4

I am on OSX 10.9.2, please note I have included several URLs in my post, this is not spam this is due to the nature of the malware.

I have just discovered I have malware on my computer after noticing that my network traffic became incredibly slow and many of the requests timed out after the first request in Safari, Firefox or Chrome.

I also noticed that sometimes it would be making a request to www35.glam.com. That whenever I restart either Chrome or Firefox, regardless of my homepage settings icanhaz.cheezburger.com would open in a new tab and yahoo search would appear in my main tab.

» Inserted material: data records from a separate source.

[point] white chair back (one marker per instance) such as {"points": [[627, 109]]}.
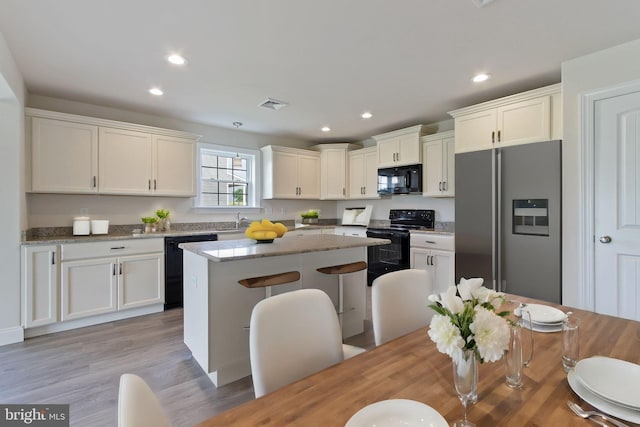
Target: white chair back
{"points": [[400, 303], [138, 405], [291, 336]]}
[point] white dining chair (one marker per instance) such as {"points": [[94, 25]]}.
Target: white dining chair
{"points": [[138, 406], [291, 336], [399, 303]]}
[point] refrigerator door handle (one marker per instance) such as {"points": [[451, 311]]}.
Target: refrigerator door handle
{"points": [[499, 224]]}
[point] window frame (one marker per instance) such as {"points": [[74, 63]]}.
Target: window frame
{"points": [[253, 172]]}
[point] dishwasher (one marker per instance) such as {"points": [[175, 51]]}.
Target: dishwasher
{"points": [[173, 274]]}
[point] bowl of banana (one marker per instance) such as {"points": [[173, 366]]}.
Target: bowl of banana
{"points": [[265, 231]]}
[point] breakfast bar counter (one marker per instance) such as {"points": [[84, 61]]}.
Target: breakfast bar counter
{"points": [[218, 302]]}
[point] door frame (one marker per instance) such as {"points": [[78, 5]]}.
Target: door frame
{"points": [[586, 225]]}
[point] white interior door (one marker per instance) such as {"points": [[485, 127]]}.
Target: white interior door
{"points": [[617, 206]]}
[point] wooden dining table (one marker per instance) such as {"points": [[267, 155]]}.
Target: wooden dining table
{"points": [[410, 367]]}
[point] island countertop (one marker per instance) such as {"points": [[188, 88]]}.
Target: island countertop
{"points": [[233, 250]]}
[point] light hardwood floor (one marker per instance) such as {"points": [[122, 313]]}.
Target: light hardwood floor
{"points": [[82, 368]]}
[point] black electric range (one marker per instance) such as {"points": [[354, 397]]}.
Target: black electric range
{"points": [[395, 256]]}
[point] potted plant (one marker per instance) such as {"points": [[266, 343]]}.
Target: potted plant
{"points": [[149, 223], [310, 216], [164, 224]]}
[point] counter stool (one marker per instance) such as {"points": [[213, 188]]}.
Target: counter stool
{"points": [[341, 269], [270, 280]]}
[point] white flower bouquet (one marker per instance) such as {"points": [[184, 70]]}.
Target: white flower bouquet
{"points": [[467, 319]]}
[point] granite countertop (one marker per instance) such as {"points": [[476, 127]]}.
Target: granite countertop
{"points": [[234, 250], [122, 234]]}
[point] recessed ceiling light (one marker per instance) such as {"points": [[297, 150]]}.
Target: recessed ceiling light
{"points": [[480, 77], [176, 59]]}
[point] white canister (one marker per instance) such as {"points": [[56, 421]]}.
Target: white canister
{"points": [[99, 226], [81, 226]]}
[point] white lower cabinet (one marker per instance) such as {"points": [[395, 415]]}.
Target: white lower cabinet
{"points": [[104, 277], [140, 280], [435, 254], [88, 288], [39, 285]]}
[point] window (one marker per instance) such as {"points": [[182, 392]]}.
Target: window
{"points": [[226, 177]]}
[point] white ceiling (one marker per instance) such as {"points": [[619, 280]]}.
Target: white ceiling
{"points": [[406, 61]]}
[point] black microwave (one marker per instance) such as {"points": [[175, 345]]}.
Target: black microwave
{"points": [[400, 180]]}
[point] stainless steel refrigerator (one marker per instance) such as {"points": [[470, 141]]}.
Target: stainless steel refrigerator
{"points": [[508, 218]]}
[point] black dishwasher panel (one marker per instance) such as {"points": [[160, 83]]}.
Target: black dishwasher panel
{"points": [[173, 274]]}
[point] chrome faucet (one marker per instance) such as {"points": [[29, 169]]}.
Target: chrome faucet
{"points": [[241, 221]]}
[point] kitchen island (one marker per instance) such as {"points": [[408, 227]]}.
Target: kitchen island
{"points": [[217, 307]]}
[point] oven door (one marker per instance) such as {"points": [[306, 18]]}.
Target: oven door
{"points": [[386, 258]]}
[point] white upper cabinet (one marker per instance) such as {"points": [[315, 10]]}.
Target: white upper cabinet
{"points": [[532, 116], [64, 156], [363, 173], [334, 170], [438, 172], [290, 173], [39, 285], [124, 162], [76, 154], [174, 166], [400, 147]]}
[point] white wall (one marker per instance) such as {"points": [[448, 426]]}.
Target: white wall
{"points": [[12, 95], [56, 210], [581, 76]]}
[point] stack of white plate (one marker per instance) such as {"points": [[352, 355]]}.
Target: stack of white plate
{"points": [[611, 385], [543, 318], [397, 412]]}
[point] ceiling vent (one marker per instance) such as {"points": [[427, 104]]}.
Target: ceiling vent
{"points": [[481, 3], [274, 104]]}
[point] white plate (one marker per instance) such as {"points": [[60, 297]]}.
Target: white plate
{"points": [[397, 412], [617, 411], [538, 327], [543, 314], [612, 379]]}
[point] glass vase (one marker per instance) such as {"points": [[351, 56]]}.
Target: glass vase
{"points": [[465, 379]]}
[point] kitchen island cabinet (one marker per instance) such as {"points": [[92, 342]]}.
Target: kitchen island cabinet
{"points": [[217, 308]]}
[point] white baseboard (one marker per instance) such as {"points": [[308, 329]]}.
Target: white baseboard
{"points": [[92, 320], [11, 335]]}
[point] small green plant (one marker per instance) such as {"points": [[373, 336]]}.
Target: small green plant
{"points": [[149, 219], [162, 214]]}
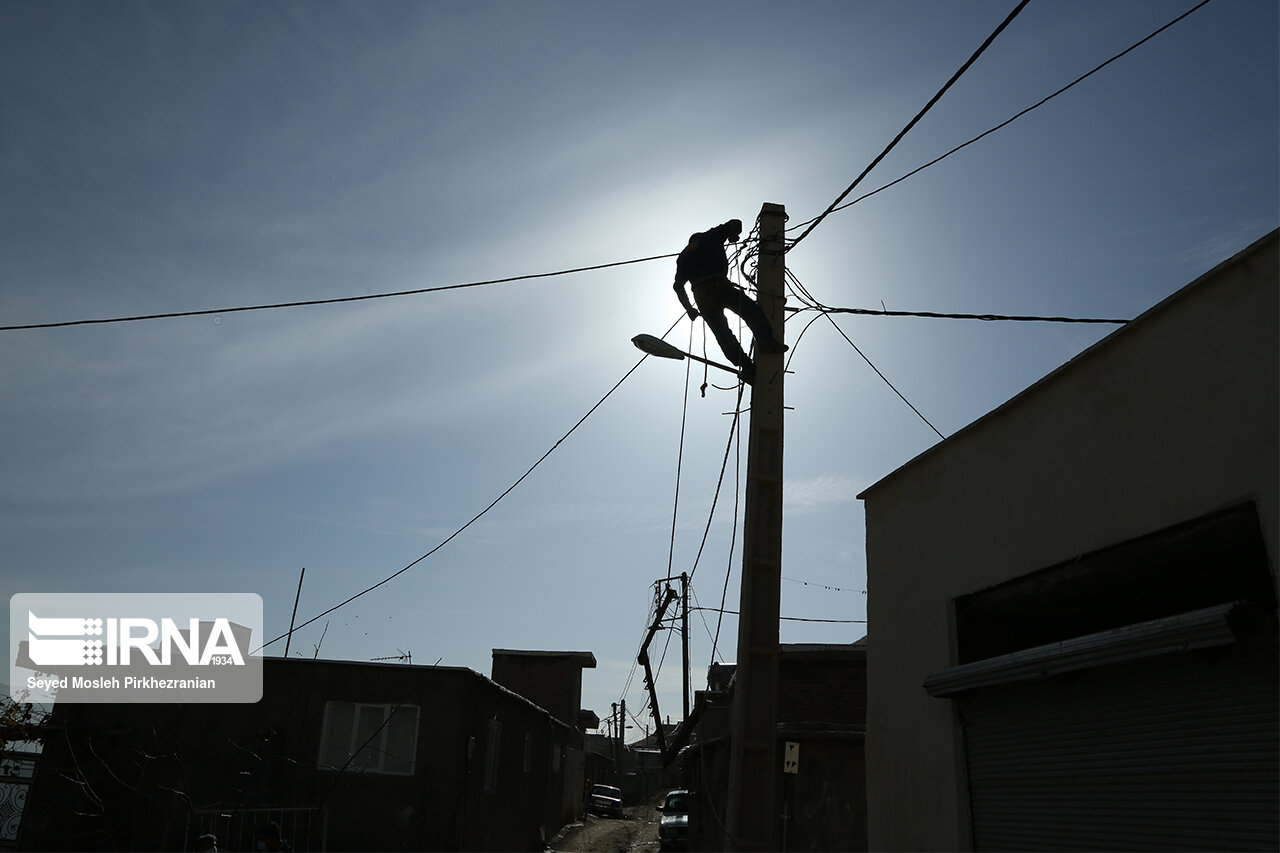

I have found a process on my computer called running when issuing the following command:

sudo lsof -lnP +M -i4

If I kill the process, my active running browsers speed up immensely and my requests perform like they did before. I have run the ps xuwww command on the processes PID and this is the output I am getting:

  PID   TT  STAT      TIME COMMAND
13718   ??  S      0:00.93 curl --compress --connect-timeout 60 -s -A Prey/0.6.2 (mac) --connect-timeout 3 -L www.google.com --dump-header /tmp/prey-curl-headers.txt -S --stderr -

It should be noted that it always takes the same PID. I can see that it is creating a temporary file, and masquerading as a piece of software known as Prey (preyproject.com) which I have never installed (or heard of until today). That temporary file appears to be removed directly after it's creation as by the time I can ls /tmp it no longer exists.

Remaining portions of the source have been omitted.